Yes, and snobs and the intellectually dishonest fail or refuse to distinguish between faux indignation relying on emotionalism for fuel, and calling something what it is.
As the old saying goes, "If the shoe fits..."
Well done, Mr. Ellis! As I said in a post a while back, with the election of a black man as president, I think we should dispense with all this racial sensitivity and claims of racism and discrimination. What more will it take to prove once and for all that there is no institutional racism in America (at least on the non-negro side of the issue)?
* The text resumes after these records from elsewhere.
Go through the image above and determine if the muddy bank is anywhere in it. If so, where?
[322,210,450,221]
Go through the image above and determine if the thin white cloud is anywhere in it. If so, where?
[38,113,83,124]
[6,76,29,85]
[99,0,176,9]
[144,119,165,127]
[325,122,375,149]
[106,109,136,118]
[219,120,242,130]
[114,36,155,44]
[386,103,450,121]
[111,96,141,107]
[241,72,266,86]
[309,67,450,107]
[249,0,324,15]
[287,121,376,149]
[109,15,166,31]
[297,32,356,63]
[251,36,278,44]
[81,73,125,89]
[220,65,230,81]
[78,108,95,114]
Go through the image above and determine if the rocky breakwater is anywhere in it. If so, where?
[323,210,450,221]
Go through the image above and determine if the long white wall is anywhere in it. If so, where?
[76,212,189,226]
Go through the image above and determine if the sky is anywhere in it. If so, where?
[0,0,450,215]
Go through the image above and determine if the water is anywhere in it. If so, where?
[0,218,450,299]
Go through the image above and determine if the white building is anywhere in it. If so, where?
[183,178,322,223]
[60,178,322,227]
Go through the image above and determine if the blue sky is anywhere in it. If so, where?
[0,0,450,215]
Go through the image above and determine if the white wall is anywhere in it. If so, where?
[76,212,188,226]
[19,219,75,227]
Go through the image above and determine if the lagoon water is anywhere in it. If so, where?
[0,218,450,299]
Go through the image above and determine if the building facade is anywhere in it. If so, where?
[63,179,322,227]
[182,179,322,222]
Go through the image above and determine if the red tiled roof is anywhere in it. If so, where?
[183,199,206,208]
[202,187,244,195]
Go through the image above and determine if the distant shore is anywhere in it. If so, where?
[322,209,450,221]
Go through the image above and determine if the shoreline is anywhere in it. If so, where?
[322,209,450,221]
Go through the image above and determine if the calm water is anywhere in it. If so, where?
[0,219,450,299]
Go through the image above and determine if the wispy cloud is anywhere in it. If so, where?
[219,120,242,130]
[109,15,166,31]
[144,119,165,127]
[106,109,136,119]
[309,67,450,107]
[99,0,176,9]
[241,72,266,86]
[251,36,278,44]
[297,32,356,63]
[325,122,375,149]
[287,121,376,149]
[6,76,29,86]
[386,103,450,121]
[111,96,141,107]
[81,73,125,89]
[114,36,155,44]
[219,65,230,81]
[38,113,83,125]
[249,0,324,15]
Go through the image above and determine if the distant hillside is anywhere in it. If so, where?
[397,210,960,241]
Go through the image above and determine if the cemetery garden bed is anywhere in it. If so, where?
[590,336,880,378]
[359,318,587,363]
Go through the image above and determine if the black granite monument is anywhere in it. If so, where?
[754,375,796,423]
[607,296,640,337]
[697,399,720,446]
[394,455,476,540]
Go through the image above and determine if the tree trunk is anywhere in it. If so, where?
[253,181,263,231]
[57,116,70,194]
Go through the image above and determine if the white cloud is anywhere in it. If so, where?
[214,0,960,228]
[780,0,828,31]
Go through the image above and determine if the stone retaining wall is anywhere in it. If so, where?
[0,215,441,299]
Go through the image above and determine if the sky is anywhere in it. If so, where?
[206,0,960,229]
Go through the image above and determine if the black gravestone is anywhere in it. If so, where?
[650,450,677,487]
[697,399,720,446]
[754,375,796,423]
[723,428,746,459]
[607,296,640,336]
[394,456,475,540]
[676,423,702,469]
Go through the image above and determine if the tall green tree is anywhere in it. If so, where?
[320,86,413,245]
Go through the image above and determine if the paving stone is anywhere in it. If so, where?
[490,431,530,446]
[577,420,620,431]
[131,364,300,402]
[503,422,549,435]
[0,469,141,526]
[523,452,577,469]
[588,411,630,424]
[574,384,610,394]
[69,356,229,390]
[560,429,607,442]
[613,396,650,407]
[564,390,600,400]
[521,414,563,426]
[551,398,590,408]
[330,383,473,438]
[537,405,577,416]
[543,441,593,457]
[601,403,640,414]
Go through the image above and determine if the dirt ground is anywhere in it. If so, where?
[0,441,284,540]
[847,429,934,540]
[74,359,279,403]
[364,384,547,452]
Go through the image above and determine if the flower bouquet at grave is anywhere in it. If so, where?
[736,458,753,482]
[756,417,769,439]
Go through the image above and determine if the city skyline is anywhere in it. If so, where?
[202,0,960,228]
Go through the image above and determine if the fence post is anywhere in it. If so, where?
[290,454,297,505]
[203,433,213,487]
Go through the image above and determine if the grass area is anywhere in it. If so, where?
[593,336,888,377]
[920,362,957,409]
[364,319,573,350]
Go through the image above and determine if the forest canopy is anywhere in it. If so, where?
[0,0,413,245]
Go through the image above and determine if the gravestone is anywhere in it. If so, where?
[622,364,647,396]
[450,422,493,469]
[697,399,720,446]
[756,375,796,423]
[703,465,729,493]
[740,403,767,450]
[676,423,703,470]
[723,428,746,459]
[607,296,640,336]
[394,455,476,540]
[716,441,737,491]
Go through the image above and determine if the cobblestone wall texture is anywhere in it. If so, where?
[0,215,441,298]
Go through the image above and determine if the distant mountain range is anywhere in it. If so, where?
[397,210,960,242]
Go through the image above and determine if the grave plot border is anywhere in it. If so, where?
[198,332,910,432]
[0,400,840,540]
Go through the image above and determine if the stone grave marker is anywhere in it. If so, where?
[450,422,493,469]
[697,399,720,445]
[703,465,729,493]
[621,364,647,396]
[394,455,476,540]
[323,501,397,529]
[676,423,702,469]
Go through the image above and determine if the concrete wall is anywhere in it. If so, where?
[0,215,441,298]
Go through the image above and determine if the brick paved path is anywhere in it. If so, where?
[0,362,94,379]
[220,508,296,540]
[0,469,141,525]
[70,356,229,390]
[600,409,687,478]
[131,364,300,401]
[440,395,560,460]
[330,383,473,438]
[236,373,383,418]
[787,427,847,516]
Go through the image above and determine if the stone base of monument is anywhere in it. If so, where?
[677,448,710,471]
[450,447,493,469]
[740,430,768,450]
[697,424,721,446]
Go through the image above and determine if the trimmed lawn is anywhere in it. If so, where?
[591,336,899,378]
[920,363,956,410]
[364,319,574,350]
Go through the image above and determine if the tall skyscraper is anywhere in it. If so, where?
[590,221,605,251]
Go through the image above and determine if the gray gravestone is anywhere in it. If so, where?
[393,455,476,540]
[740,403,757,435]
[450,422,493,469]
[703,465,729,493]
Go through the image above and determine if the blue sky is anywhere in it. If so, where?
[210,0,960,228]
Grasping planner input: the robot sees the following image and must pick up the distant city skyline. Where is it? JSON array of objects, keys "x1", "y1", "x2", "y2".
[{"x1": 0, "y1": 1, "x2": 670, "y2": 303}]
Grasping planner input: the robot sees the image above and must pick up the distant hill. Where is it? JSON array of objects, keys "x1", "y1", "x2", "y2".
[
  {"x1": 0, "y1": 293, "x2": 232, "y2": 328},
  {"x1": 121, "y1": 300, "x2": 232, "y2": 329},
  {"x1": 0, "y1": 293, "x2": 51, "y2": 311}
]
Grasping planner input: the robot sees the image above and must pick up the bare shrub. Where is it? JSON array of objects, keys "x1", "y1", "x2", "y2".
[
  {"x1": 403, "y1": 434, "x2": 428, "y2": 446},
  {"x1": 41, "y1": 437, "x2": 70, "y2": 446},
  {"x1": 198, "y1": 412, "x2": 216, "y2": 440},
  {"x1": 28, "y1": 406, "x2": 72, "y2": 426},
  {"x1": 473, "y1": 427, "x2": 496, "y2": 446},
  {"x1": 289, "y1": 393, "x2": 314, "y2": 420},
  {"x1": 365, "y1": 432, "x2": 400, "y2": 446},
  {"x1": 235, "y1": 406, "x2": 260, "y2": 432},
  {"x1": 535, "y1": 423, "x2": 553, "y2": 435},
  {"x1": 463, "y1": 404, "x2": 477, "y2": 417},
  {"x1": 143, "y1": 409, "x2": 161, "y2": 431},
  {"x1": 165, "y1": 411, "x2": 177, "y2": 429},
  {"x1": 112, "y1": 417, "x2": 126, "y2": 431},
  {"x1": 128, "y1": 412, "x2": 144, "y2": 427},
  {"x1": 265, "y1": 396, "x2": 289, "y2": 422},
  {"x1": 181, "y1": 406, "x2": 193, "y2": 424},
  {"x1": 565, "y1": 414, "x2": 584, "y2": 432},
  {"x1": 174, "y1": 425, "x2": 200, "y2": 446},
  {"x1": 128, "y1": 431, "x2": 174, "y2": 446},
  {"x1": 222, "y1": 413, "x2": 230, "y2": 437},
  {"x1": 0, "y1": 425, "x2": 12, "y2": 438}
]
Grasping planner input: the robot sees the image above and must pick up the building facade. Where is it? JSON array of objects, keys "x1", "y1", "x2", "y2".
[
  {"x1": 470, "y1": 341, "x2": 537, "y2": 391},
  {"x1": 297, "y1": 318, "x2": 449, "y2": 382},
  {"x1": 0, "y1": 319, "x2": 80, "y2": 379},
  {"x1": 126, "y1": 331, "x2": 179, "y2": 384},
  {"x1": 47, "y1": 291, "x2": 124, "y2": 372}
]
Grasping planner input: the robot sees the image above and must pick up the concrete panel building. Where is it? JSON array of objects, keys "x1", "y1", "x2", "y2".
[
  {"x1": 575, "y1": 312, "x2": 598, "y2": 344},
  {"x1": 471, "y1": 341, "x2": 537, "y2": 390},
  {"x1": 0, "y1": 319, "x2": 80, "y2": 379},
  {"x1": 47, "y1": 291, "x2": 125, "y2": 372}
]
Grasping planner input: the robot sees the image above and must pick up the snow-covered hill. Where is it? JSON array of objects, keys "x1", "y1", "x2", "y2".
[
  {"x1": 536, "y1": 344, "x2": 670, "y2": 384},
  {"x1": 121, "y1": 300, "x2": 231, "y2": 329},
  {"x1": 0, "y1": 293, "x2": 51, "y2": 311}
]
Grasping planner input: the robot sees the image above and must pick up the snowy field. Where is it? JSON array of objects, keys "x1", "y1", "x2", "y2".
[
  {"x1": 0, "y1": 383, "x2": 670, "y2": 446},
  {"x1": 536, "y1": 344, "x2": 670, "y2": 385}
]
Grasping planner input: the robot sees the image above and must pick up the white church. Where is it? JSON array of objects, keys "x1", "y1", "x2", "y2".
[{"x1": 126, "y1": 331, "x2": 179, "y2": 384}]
Yeah, Bob, tell it like it is...no more of this sissified crapola. We definitively have ZERO tolerance for PC sissies in the GOP base. We are all brawn in the GOP base and that is the secret to our current and overwhelming success.
Forget Chippy Saltsman...
BOB ELLIS for Chairman of the RNC!
Rather, our sissified leadership is the secret to our "current and overwhelming success."
Whaddaya mean jelly bean. Sissified leadership? You are making no sense. Dubya is kicking butt in Iraq and Afghanistan and our oil industry and military industrial complex boys are making out like bandits. What's the matter Bobby .. the news are not making it out there to the Plains? BTW, you Plains folks need to reproduce more .. make more babies .. as the "brawnified" GOP base is losing ground to these minorities and urban sissies that dwell in the major metropolitan areas.
Viriatus said "BTW, you Plains folks need to reproduce more .. make more babies .. as the "brawnified" GOP base is losing ground to these minorities and urban sissies that dwell in the major metropolitan areas."
Well, we are at a distinct disadvantage, Viriatus. We prefer to marry the mother of our children and stick around to help support and raise our children.
I have absolutely no problem with parody and satire. I'm even okay with offensive humor (I'm a big fan of Family Guy). But I think there's a difference between Rush Limbaugh playing it on his show and a politician handing it out as he runs for an office. If I was running for office, I wouldn't hand out Family Guy DVDs. It just seems a little inappropriate.
Also, I take issue with your assumptions that everyone who practices political correctness is a "sissy." This may be a foreign concept to a conservative, but it's for the people who have the human decency to care about the feelings of others. I agree that some people go WAY too far with it, but that doesn't make the concept a bad thing. Like most things, it's best when used in moderation.
You might possibly have a point if the office was a public one, but it's a political office, a party office.
And they're being sissies because they're being, as Blackwell put it, hypersensitive. That's what sissies are: hypersensitive. There is being sensitive of inappropriate offenses to people's feelings, and then there is hypersensitivity to any slightest offense, real or perceived. This hypersensitivity is a key characteristic of a sissy...and political correctness.